Data quality check passed for immigration table with 3096313 records
Data quality check passed for temperature table with 3490 records


0

#### 4.3 Data dictionary 

Fact Table - All info from the I94 immigration data joined with temperature data of the city on i94port

Columns:

    i94port = 3-character code of destination city
    arrdate = arrival date
    i94mode = single digit travel code
    depdate = departure date
    AverageTemperature = average temperature of destination city
    i94visa = reason for immigration
    i94yr = 4-digit year
    i94mon = numeric month
    i94cit = 3-digit code of origin city
    
 Dimension Table -  events from the I94 immigration data.

Columns:

    i94yr = 4-digit year
    i94mon = numeric month
    arrdate = arrival date
    i94mode = 1-digit travel code
    depdate = departure date
    i94visa = reason for immigration
    i94cit = 3-digit code of origin city
    i94port = 3-character code of destination city
 Dimension Table -  city temperature data.

Columns:

    i94port = 3-character code of destination city 
    AverageTemperature = average temperature
    City = city 
    Country = country 
    Latitude= latitude
    Longitude = longitude



#### Step 5: Complete Project Write Up
* Clearly state the rationale for the choice of tools and technologies for the project.
  Tools used were python pandas for data exploration and spark to build pipelines for big data processing to handle different file formats(SAS, csv, etc) and SQL joins for final database. 
* Propose how often the data should be updated and why.
  
  Data should be updated monthly as this is how the tables are set while demographics can be updated annually
* Write a description of how you would approach the problem differently under the following scenarios:
 * The data was increased by 100x.
 * The data populates a dashboard that must be updated on a daily basis by 7am every day.
 * The database needed to be accessed by 100+ people.

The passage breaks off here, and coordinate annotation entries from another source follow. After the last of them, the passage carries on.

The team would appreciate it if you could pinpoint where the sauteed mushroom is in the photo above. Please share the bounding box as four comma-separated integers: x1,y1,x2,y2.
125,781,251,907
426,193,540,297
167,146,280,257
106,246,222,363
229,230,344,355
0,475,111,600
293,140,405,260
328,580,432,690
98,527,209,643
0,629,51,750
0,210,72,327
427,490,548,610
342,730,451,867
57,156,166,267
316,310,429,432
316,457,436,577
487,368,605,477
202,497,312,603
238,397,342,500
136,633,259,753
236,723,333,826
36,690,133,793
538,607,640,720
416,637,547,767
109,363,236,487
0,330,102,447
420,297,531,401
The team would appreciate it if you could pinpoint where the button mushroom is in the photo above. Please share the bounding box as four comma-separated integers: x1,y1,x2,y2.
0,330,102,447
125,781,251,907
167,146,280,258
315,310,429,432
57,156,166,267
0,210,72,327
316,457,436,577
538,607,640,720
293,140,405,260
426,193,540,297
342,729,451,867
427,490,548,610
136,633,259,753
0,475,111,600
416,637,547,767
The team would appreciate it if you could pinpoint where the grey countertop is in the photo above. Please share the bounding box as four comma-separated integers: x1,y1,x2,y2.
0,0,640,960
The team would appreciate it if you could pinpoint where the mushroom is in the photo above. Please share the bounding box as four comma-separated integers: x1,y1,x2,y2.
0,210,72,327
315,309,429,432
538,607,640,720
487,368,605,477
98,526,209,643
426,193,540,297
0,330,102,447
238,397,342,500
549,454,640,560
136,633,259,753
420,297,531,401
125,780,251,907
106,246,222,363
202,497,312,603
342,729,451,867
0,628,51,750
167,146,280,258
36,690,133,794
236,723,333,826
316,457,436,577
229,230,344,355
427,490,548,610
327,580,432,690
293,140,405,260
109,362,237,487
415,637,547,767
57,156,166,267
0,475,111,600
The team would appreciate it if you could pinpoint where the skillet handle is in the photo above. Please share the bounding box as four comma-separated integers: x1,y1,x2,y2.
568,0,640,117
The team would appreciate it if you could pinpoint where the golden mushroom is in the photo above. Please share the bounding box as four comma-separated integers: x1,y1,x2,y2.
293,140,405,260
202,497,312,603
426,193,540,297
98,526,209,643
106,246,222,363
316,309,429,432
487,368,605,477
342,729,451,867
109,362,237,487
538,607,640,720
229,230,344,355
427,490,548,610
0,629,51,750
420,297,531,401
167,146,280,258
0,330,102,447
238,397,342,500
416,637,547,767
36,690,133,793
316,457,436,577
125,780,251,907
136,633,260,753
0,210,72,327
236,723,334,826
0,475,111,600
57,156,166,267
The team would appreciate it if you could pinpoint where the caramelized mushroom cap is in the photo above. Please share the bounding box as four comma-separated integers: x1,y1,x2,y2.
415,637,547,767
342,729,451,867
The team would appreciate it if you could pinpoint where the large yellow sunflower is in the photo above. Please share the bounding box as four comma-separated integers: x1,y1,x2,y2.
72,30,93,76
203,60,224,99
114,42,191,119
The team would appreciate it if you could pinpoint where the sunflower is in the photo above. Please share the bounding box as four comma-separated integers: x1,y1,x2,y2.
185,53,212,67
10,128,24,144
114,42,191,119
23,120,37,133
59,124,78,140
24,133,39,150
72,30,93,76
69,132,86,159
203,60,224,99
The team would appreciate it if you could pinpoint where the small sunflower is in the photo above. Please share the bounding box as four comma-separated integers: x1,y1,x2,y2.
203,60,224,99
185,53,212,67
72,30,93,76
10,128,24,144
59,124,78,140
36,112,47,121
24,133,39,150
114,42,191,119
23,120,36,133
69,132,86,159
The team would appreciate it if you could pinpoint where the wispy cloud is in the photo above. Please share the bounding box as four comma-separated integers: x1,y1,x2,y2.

 * The data was increased by 100x.
   * Use Spark to process the data efficiently utilizing distributed computing using EMR clusters.
 * The data populates a dashboard that must be updated on a daily basis by 7am every day.
   * Use Airflow and create a DAG that outlines the logic of the pipeline and controls it.
 * The database needed to be accessed by 100+ people.
   * Use RedShift for data storage to be accessible by multiple individuals.